Разговоры с зеркалом и Зазеркальем - [39]
Уверяя свою конфидентку, что без возлюбленного Шиповника ей даже собственная красота неважна и неинтересна, она в том же сообщении с удовольствием говорит: «Представьте, я сейчас мельком взглянула в зеркало, и мне показалось оскорбительным, что я нынче так красива, так хороша собой» (150). Рассказывая, что в церкви она ищет уединения и утешения, Анета не забывает заметить, что и там она была объектом восхищенных мужских взглядов: «До половины обедни я спокойно молилась, но вдруг я заметила, что глаза всех мужчин устремлены на меня, чего никак нельзя было избежать…» (138).
Эти неосознанные проговорки в еще большей степени увеличивают ощущение нецелостного, нестабильного, многозначного и многоуровневого Я. Автор прилагает определенные усилия, чтобы построить, «разыграть» некий целостный образ Я-персонажа, характеристики которого определены литературными, социокультурными конвенциями и ожиданиями адресата (во всех его ролях). Но эти усилия постоянно сознательно или неосознанно разрушаются.
Строя образ Я-персонажа, автор выступает в роли писателя, через объективацию, «оперсонаживание» Я (с использованием чужого языка — в лингвистическом и литературном смысле) она легитимирует для самой себя существование в определенных образах. Это момент самоинтерпретации и самообъяснения.
Но, с другой стороны, для пишущего Я важен не только результат — определенная версия себя и своей жизни, предложенная другим, — но и сам процесс письма, даже в том случае, если получившийся в результате текст ее не удовлетворяет:
Сейчас перечла конец третьего номера и подивилась, какие глупости я там написала. Ну, да все равно, они вас рассмешат… (140).
…как только уйдет почта, я снова начну писать вам обо всем, что стану делать, — и так до следующего почтового дня. Мне трудно кончить это письмо, так я все же с вами, а когда его унесут, я останусь опять одна (143).
…сегодня мне не о чем писать вам, моя милая… (145).
Я все пишу, не поправляя и не обдумывая, что приходит мне в голову, и оттого нередко забываюсь (191).
…хоть мне и нечего вам сказать, все же беру перо — по привычке… (216).

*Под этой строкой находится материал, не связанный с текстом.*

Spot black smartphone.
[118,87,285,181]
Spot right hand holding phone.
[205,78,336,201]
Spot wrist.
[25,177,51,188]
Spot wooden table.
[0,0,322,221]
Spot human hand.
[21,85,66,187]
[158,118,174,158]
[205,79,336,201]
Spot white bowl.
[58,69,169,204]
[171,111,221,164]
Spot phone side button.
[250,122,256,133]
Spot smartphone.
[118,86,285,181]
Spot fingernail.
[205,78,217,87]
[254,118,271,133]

Характерно, что записи в эпистолярном дневнике Керн делаются не подневно, а чаще, например: «Воскресенье, 8-го, в 11 часов»; «2 часа пополудни»; «В 4 часа»; «Вечером в 7 часов»; «9 часов» (202–206). Можно думать, что для автора сам процесс письма — это какой-то акт самоосуществления: пока пишу — существую; процесс письма сам по себе — и как акт самокоммуникации, и как акт коммуникации, диалога — это форма самозаявления, освобождения и сотворения себя.

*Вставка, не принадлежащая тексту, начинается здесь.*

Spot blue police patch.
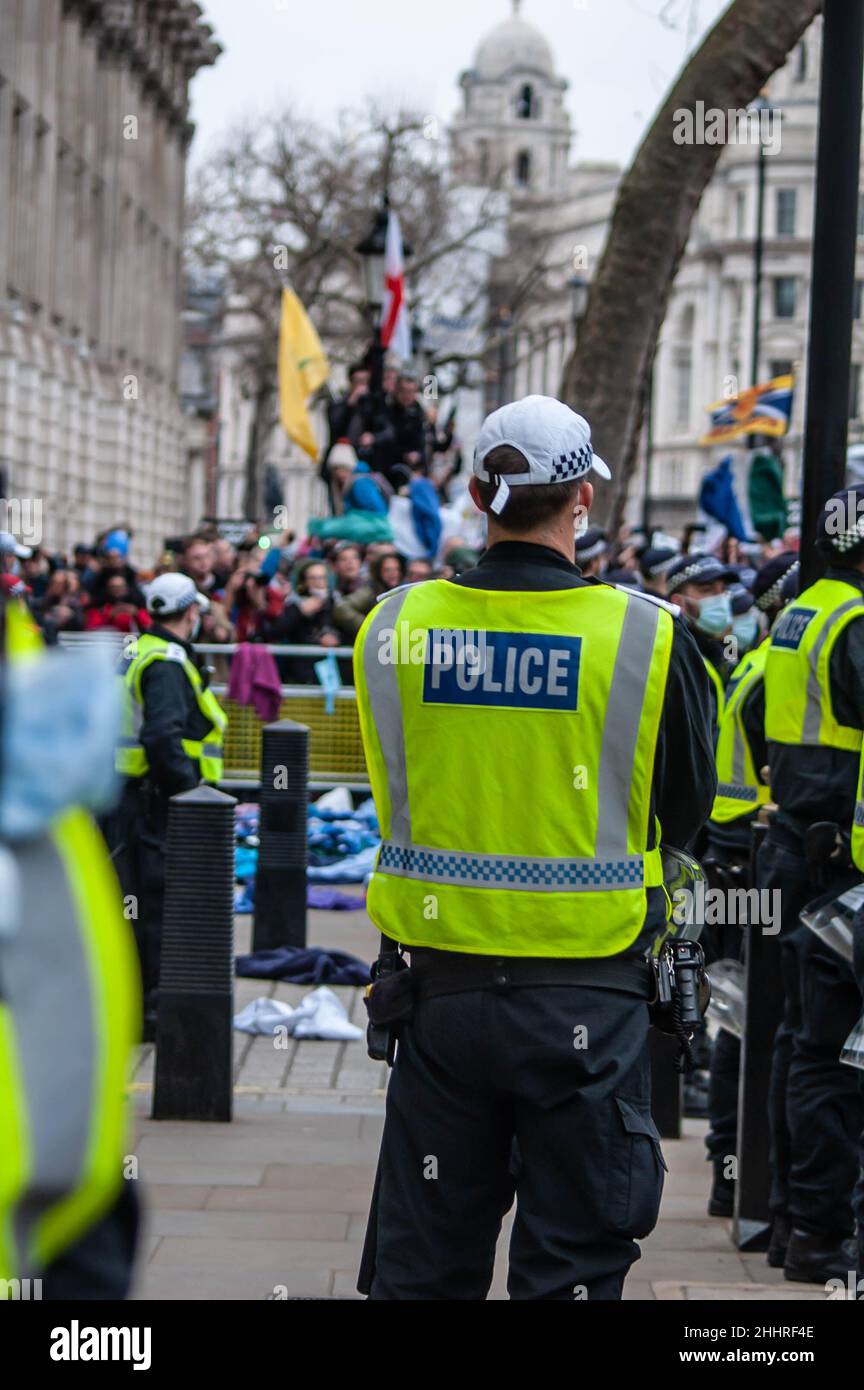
[771,609,818,652]
[424,628,582,713]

Подобные черты женского письма отмечает Е. Гречаная, анализируя написанные в последние годы XVIII века письма живущей в России французской эмигрантки принцессы де Тарант, адресованные в основном ее подруге Варваре Николаевне Головиной. «Собственно, все существование становится сплошным „письмом“ (одно послание может растянуться на несколько часов и дней, которые каждый раз фиксируются; после же того, как оно отправлено, немедленно пишется следующее, иногда в тот же день). <…> Языковая „сеть“ нацелена на „улавливание“ далекого адресата, на создание эффекта его присутствия. Эта сеть тем протяженнее, чем неуловимее оказывается адресат. Беспрерывная стенограмма собственного существования тем подробнее, чем явственнее ощущение того, что слова падают в пустоту и не находят желаемого отклика. В письмах почти нет никаких признаков реакции на ответы адресата, что превращает их в дневник. И в этом отношении они сближаются с женскими эпистолярными романами конца XVIII в., также зачастую превращающимися в „одноголосую сюиту“»[246].
Можно отметить, что акт дневникового письма у Керн, как неоднократно уже подчеркивалось, осуществляется одновременно как секретный и как публичный. Это проявляется в самом факте эпистолярной адресованности и в переадресации текста другим через посредничество корреспондентки: Анета просит Феодосию Полторацкую читать избранные отрывки Иммортелю/Шиповнику, маменьке, отцу; на страницы дневника заглядывают и даже вставляют туда свои записи племянник мужа Павел Керн[247] (173) и сам генерал (177). Приписку мужа Анна Петровна комментирует так: «Не могла отказать ему перо. Он непременно хотел написать. Не думайте, однако, что он что-нибудь знает» (177). Но из более ранних записей можно видеть, что муж считает себя вправе читать эпистолярный дневник жены. «Его низость до того дошла, что в мое отсутствие он прочитал мой дневник, после чего устроил мне величайший скандал, и кончилось тем, что я заболела» (158).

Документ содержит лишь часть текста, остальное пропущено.